Steven C Stoner, Heather A Pace
Clinical Therapeutics 2012, 34 (5): 1023-40

BACKGROUND: Schizophrenia and bipolar disorder are both prevalent types of psychiatric illness in the United States. As second-generation antipsychotics have become a more viable first-line treatment option, their use has been associated with a new era of adverse events (AEs), most notably metabolic and cardiovascular concerns. Although treatment options for schizophrenia and bipolar disorder have arguably improved, there continues to be a need for medications that achieve and maintain desired efficacy with minimal AEs.

OBJECTIVES: This article serves as a comprehensive review of the pharmacologic profile of the second-generation antipsychotic asenapine, as well as a review of its efficacy and safety profiles based on the findings from clinical trials in schizophrenia and bipolar disorder.

METHODS: Searches of Ovid MEDLINE, EMBASE, and IDIS were conducted (January 1996 to November 2011) to identify clinical studies and other primary literature sources with the following search terms: asenapine, bipolar disorder, antipsychotic, psychosis, dopamine, and schizophrenia.
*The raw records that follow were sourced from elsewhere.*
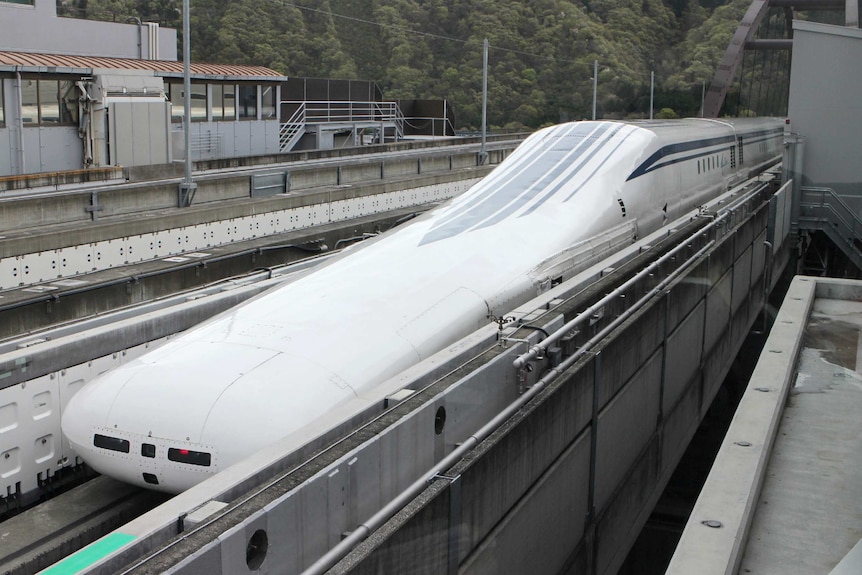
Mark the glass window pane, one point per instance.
(248, 102)
(218, 106)
(230, 102)
(199, 102)
(29, 101)
(49, 102)
(267, 103)
(175, 93)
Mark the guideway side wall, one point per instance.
(107, 228)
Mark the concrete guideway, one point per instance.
(783, 494)
(616, 422)
(54, 238)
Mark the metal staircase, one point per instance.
(382, 117)
(822, 209)
(292, 130)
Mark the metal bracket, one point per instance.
(95, 207)
(187, 194)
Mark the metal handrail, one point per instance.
(826, 200)
(326, 111)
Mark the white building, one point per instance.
(77, 94)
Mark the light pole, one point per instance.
(595, 85)
(651, 92)
(187, 187)
(483, 155)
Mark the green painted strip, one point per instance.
(90, 554)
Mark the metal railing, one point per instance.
(292, 130)
(357, 113)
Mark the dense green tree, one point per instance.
(540, 62)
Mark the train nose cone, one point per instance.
(126, 423)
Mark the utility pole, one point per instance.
(187, 187)
(483, 155)
(595, 85)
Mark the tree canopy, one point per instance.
(540, 62)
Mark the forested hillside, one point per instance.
(541, 57)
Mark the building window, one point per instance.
(198, 101)
(224, 102)
(49, 102)
(30, 102)
(248, 102)
(267, 103)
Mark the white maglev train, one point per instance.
(289, 358)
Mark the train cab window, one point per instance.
(111, 443)
(191, 457)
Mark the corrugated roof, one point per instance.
(170, 67)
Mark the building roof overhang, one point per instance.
(28, 62)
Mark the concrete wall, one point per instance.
(38, 29)
(52, 149)
(825, 106)
(217, 140)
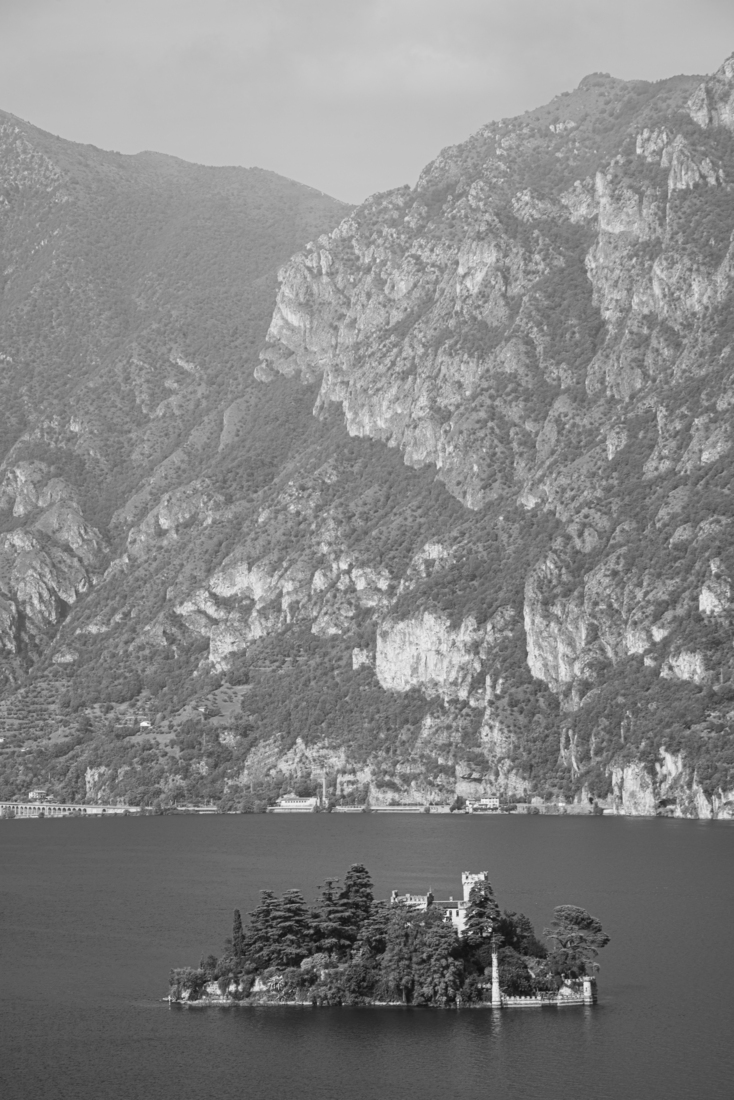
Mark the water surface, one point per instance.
(94, 914)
Only studies of asenapine and placebo and/or active-comparator arms were included.

RESULTS: The literature search yielded 67 unique articles, including review articles, which were excluded. The efficacy of asenapine was reported in 3 clinical studies in patients with schizophrenia, 1 each in acute and long-term settings, measured as significant changes in Positive and Negative Syndrome Scale scores over 6 and 52 weeks. Asenapine also had reported efficacy in the prevention of relapse in schizophrenia during a 26-week extension study. In addition, efficacy of asenapine was reported in 2 studies in acute mania as well as extension phases of both 9 and 40 weeks, as determined by significant changes in Young Mania Rating Scale scores. The most commonly reported AEs in these studies were somnolence (13%-24%), extrapyramidal symptoms (EPS) (7%-12%), and dizziness (11%).
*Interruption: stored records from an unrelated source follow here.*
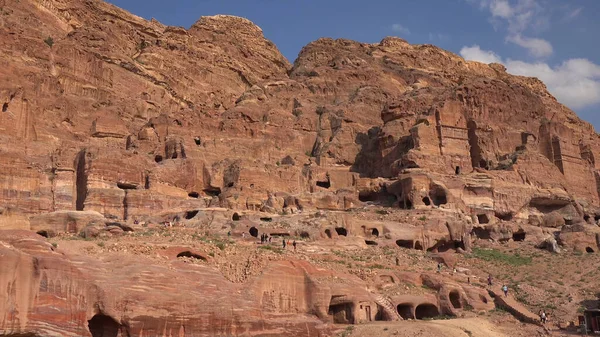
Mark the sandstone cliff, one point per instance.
(128, 120)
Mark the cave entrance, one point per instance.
(481, 233)
(80, 180)
(504, 216)
(103, 326)
(426, 310)
(324, 183)
(405, 244)
(126, 186)
(455, 299)
(476, 153)
(341, 231)
(213, 192)
(341, 313)
(519, 236)
(187, 253)
(405, 311)
(191, 214)
(438, 196)
(405, 204)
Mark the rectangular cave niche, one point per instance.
(341, 313)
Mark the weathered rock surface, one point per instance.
(109, 120)
(120, 115)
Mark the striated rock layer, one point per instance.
(105, 115)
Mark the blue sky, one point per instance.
(555, 40)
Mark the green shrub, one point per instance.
(49, 41)
(493, 255)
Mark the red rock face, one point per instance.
(123, 118)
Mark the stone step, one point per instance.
(387, 306)
(513, 306)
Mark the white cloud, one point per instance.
(519, 16)
(573, 14)
(575, 82)
(501, 8)
(475, 53)
(536, 47)
(438, 37)
(398, 28)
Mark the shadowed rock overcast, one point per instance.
(158, 180)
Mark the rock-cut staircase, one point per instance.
(513, 306)
(389, 311)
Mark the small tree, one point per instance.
(49, 41)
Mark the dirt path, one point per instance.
(468, 327)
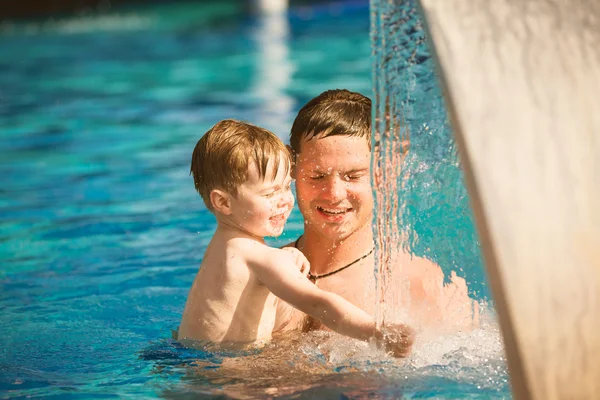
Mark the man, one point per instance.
(331, 145)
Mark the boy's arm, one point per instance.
(278, 272)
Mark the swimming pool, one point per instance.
(102, 231)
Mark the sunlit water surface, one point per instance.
(102, 233)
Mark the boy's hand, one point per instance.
(396, 339)
(301, 261)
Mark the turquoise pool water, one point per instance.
(102, 232)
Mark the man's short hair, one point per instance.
(223, 155)
(334, 112)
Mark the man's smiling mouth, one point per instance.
(334, 211)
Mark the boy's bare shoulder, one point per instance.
(252, 249)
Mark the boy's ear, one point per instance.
(221, 201)
(293, 157)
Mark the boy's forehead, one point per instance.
(273, 173)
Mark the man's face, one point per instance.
(333, 185)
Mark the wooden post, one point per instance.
(522, 83)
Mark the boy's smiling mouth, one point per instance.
(279, 218)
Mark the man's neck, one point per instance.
(326, 255)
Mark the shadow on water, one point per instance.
(327, 366)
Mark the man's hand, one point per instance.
(396, 339)
(301, 261)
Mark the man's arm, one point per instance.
(277, 270)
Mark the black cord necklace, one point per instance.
(313, 277)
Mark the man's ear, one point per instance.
(221, 201)
(293, 157)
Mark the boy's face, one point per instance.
(262, 207)
(333, 185)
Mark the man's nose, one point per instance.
(334, 189)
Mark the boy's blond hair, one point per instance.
(223, 155)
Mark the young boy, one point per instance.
(242, 173)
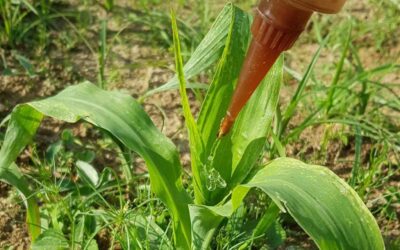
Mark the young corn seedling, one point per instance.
(224, 170)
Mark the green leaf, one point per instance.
(22, 126)
(324, 205)
(50, 240)
(125, 119)
(206, 54)
(149, 233)
(195, 141)
(87, 173)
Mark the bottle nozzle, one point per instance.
(276, 26)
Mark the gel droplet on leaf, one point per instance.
(215, 180)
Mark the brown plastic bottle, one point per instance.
(276, 26)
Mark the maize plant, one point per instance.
(223, 170)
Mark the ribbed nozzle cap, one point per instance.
(277, 24)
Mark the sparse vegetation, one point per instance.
(99, 169)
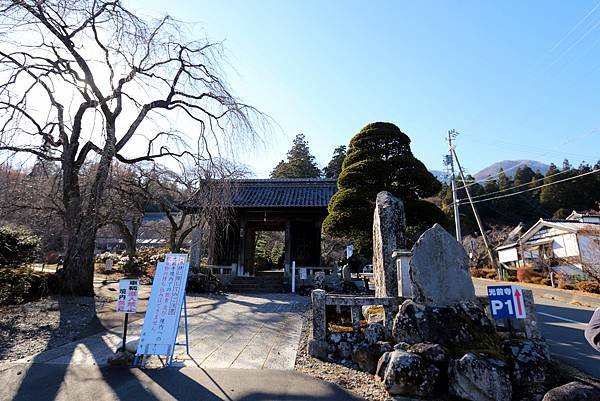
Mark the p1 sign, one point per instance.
(506, 302)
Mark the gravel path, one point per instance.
(48, 323)
(361, 383)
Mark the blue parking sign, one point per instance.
(506, 302)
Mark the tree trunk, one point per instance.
(77, 275)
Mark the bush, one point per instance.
(588, 286)
(536, 279)
(491, 275)
(479, 273)
(18, 247)
(526, 274)
(20, 285)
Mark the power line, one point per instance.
(569, 140)
(520, 185)
(533, 189)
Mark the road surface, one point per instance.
(562, 317)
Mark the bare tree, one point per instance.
(129, 194)
(85, 80)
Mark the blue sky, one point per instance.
(517, 79)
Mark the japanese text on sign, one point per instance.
(164, 307)
(128, 295)
(506, 302)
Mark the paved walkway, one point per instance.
(226, 331)
(53, 382)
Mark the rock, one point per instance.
(366, 357)
(477, 379)
(130, 345)
(345, 350)
(376, 318)
(439, 269)
(434, 353)
(405, 373)
(374, 332)
(346, 273)
(373, 313)
(384, 346)
(318, 349)
(335, 337)
(389, 226)
(319, 280)
(574, 391)
(529, 362)
(402, 346)
(462, 325)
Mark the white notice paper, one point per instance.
(128, 295)
(164, 306)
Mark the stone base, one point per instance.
(318, 349)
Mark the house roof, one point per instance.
(572, 226)
(575, 215)
(278, 193)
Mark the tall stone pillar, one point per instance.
(196, 247)
(389, 227)
(242, 248)
(287, 262)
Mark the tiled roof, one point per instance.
(281, 193)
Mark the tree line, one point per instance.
(527, 196)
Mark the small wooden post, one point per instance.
(318, 298)
(356, 312)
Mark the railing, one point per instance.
(320, 300)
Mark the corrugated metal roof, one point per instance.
(279, 193)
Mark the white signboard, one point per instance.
(349, 251)
(128, 295)
(164, 306)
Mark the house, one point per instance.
(570, 246)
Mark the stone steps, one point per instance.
(258, 284)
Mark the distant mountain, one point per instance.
(510, 167)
CONCLUSIONS: The findings from multiple studies have suggested that asenapine is efficacious in the acute treatment of schizophrenia. Asenapine has reported long-term efficacy for this indication and the potential to reduce the incidence of relapse. Asenapine efficacy was also reported in the treatment of acute manic or mixed states associated with bipolar I disorder. Asenapine had an acceptable safety profile across the different disease states studied, although it was not devoid of metabolic and EPS-related AEs.